Now the result of the work of developers is proposed to evaluate to everyone through the Internet.
The ICIJ database in a structured form is available at:
https://www.occrp.org/en/panamapapers/database.html
You can
download a copy on your computer (35.7 MB in the archive).
The database contains information on almost 214,000 offshore firms in 21 offshore jurisdictions.
Interactive client map of offshore companies
There are 11,516 firms in the database that belong to 6285 Russian citizens. Among them are relatives and friends of high-ranking officials. Such a massive leak of documents can lead to a number of high-profile resignations and criminal cases, although offshore firms often operate in the gray legal field, without violating the law.

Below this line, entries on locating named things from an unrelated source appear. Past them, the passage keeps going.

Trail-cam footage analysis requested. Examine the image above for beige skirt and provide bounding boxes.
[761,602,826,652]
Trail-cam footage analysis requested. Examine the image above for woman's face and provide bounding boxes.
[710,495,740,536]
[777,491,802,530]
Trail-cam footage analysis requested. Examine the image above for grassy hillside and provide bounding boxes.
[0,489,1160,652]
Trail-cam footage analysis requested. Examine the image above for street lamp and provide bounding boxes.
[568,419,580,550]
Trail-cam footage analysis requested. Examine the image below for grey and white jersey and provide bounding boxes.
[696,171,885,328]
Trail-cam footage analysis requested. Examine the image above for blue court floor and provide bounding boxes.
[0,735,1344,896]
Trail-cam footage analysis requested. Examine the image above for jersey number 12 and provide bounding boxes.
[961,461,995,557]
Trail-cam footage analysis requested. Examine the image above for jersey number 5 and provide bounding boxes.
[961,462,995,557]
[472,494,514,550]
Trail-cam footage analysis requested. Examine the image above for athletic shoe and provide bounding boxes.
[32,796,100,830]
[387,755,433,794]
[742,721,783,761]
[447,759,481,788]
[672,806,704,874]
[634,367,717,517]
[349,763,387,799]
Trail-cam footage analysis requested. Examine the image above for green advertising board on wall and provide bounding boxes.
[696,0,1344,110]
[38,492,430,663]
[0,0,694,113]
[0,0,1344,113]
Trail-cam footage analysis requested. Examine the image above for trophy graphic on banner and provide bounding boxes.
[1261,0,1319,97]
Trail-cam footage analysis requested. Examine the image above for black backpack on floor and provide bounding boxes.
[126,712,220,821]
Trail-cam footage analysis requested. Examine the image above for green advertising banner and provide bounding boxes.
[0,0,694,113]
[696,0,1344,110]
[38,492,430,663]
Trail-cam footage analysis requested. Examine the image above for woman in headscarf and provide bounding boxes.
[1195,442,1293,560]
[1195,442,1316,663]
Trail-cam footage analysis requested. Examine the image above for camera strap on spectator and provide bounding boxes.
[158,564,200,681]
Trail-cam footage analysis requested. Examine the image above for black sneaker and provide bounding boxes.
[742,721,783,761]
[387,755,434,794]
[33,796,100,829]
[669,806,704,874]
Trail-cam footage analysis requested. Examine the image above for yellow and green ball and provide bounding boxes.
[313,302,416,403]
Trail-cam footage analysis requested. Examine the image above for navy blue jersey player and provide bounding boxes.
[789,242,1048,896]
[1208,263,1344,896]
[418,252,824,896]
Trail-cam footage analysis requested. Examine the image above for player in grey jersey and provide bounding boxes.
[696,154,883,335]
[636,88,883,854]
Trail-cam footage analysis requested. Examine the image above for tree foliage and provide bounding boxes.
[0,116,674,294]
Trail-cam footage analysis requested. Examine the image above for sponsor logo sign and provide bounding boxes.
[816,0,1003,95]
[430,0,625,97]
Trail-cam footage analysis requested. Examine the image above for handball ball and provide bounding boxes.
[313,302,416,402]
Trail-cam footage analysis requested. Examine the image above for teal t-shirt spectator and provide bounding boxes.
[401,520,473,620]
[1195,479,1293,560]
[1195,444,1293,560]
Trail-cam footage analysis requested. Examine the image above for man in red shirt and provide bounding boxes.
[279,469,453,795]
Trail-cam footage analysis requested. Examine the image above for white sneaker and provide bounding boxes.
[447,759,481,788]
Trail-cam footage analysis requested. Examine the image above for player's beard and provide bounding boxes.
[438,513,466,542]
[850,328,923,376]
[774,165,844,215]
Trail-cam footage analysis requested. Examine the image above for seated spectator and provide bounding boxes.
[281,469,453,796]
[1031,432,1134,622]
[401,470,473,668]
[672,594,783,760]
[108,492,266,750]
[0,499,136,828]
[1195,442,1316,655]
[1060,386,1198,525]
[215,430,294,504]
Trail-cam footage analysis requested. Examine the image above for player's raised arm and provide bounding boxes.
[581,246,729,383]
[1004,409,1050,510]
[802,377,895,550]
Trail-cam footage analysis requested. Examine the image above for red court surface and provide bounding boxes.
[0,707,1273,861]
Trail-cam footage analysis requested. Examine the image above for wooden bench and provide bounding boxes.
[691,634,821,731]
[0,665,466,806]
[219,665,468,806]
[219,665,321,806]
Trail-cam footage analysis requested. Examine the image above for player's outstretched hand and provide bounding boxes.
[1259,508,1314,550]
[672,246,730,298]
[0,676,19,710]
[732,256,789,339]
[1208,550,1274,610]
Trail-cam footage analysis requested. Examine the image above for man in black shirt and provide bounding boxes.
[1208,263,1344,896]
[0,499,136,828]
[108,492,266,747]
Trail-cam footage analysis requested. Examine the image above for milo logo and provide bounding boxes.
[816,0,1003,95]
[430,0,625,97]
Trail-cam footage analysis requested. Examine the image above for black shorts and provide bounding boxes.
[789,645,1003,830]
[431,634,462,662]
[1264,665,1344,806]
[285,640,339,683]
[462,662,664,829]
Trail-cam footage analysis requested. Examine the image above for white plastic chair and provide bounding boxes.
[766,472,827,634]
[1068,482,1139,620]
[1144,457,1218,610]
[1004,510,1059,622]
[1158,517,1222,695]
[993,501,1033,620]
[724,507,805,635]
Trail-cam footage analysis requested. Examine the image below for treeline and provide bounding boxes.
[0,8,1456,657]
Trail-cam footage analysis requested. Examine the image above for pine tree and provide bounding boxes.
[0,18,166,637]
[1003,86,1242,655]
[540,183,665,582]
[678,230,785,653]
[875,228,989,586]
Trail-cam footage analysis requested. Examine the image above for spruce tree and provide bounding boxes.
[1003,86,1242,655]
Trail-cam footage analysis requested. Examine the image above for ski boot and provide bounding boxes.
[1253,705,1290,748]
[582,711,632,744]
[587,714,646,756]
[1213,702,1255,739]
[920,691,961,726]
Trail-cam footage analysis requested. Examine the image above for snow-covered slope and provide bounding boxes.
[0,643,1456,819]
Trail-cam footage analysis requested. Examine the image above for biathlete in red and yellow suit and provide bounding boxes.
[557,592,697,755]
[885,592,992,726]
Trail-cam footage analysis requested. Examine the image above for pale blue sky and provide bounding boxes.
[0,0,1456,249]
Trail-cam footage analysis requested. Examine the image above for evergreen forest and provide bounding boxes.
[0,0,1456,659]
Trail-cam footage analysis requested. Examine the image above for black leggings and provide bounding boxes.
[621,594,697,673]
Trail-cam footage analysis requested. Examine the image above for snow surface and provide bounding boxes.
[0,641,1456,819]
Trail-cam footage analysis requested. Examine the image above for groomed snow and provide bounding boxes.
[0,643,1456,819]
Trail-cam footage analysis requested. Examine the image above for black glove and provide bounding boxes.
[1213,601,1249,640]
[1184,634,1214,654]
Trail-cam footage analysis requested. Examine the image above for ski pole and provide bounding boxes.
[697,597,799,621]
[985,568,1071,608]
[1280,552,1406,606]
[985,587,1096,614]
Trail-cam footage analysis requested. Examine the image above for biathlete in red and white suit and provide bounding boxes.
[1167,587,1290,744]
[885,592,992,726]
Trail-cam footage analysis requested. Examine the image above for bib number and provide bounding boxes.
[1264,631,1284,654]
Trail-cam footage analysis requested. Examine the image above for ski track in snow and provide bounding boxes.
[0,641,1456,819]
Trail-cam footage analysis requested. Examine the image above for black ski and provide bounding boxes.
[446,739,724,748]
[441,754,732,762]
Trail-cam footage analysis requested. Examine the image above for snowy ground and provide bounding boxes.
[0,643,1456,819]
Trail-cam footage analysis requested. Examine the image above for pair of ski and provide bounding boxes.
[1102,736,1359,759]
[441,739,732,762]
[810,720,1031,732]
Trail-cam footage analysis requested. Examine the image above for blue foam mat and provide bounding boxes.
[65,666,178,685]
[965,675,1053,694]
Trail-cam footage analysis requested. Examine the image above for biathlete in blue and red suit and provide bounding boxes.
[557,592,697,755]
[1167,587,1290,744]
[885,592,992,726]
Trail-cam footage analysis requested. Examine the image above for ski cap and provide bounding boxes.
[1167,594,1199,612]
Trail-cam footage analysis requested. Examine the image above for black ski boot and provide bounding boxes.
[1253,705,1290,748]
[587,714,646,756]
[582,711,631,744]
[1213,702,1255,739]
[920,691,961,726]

Only a fraction of the information from 11.5 million files that were obtained from the computers of the law firm Mossack Fonseca, one of the world's largest generators of one-day firms, was published.
The international consortium of investigative journalists does not publish all the available information, there are no source documents or a large database with personal information, there are no bank accounts of firms, the contents of electronic correspondence and financial transactions of companies. This is done in order not to light the personal data of many people who are not involved in financial crimes.
Only the names of companies, their jurisdictions, postal addresses and names of offshore company managers are made public. The data covers the period from 1977 to 2015.
The Panama Archive database is published under the Free Creative Commons Attribution-ShareAlike license. An international consortium of investigative journalists invites the entire community to focus on the study and classification of published information.